Despite the headwinds, the stock is trading at 20.2 times forward earnings, its lowest multiple since late 2016, according to Koyfin data via Stocktwits. Of 56 analysts covering the stock, 53 rate it as a Buy or better. Seeking Alpha contributor Andres Veurink issued a Strong Buy rating on June 24, noting shares are 20% to 25% below five-year valuation averages. Vandita Jadeja of 24/7 Wall St. projects a 33.24% upside to $489.45 over the next 12 months, though she cautions that the company's $37 billion AI run rate and $30.88 billion quarterly capex are significant considerations.
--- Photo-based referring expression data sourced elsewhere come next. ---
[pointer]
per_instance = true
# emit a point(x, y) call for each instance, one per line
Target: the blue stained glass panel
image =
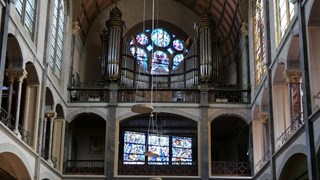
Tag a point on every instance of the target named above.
point(182, 142)
point(178, 44)
point(160, 37)
point(177, 59)
point(160, 63)
point(142, 39)
point(134, 137)
point(183, 153)
point(132, 148)
point(158, 140)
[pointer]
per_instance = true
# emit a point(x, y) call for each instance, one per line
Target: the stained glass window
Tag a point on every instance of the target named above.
point(160, 145)
point(142, 39)
point(158, 51)
point(181, 150)
point(178, 44)
point(177, 60)
point(160, 37)
point(26, 10)
point(259, 42)
point(160, 63)
point(134, 147)
point(284, 15)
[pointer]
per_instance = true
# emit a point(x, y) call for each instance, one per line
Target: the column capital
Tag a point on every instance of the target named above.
point(264, 117)
point(292, 76)
point(75, 27)
point(16, 73)
point(244, 29)
point(50, 115)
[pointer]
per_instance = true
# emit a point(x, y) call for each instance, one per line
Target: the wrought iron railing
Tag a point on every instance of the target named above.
point(289, 131)
point(89, 94)
point(165, 169)
point(226, 168)
point(229, 95)
point(159, 95)
point(265, 158)
point(9, 121)
point(84, 167)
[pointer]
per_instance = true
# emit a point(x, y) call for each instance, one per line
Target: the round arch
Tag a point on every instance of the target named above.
point(243, 115)
point(295, 168)
point(76, 113)
point(13, 162)
point(296, 149)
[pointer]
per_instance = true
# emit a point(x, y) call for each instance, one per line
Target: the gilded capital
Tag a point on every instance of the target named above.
point(206, 20)
point(264, 117)
point(244, 29)
point(292, 76)
point(16, 73)
point(50, 115)
point(76, 27)
point(115, 19)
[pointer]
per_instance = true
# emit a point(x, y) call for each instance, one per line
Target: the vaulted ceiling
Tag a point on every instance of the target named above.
point(227, 14)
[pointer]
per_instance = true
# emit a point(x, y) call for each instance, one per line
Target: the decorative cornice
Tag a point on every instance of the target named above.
point(264, 117)
point(292, 76)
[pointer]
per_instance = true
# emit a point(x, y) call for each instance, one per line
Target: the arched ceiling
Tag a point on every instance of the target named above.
point(228, 15)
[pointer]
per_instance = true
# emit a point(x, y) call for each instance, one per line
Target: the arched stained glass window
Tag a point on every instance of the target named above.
point(158, 51)
point(26, 10)
point(284, 15)
point(259, 42)
point(160, 37)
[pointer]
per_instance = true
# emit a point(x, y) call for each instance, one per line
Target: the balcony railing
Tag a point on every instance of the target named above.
point(289, 131)
point(159, 95)
point(263, 160)
point(94, 94)
point(229, 95)
point(165, 169)
point(9, 121)
point(84, 167)
point(88, 94)
point(226, 168)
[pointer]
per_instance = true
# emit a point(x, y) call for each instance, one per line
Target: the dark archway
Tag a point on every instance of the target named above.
point(295, 168)
point(85, 141)
point(229, 142)
point(12, 167)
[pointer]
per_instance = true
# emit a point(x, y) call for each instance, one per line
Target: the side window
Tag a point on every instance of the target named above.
point(26, 10)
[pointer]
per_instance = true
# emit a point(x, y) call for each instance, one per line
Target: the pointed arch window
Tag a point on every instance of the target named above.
point(26, 10)
point(259, 42)
point(57, 37)
point(285, 12)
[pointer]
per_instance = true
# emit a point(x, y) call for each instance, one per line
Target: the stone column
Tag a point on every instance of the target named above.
point(51, 116)
point(264, 117)
point(43, 148)
point(11, 77)
point(293, 78)
point(18, 74)
point(204, 134)
point(115, 29)
point(206, 26)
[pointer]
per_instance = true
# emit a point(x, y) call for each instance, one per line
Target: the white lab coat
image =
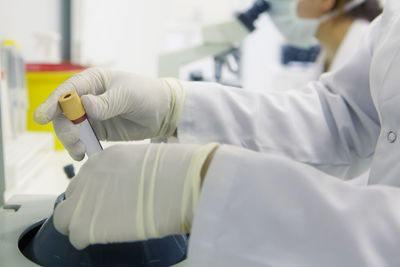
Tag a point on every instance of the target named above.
point(269, 209)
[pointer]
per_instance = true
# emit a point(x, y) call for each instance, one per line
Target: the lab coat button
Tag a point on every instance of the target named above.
point(392, 136)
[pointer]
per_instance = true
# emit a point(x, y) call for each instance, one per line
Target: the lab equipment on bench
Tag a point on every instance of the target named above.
point(14, 69)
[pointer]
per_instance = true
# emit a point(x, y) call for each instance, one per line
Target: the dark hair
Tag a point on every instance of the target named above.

Meanwhile, the broader AI investment cycle remains robust. Micron Technology (NASDAQ:MU) and Qualcomm (NASDAQ:QCOM) delivered upbeat forecasts, with Micron reporting $22 billion in chip commitments from customers and Qualcomm targeting $15 billion in data center revenue by 2029. Daniela Hathorn, senior market analyst at Capital.com, noted that Micron's results demonstrate the AI investment cycle remains firmly intact. This dynamic highlights a growing divergence between AI infrastructure suppliers, who are seeing immediate orders, and buyers like Microsoft, who are bearing the upfront costs.
For Microsoft shareholders, the key question remains: when will these massive investments begin to pay off? The company's Azure and cloud growth, combined with its AI revenue trajectory, suggest long-term potential, but the near-term burden of spending, leases, and regulatory uncertainty keeps the stock under pressure.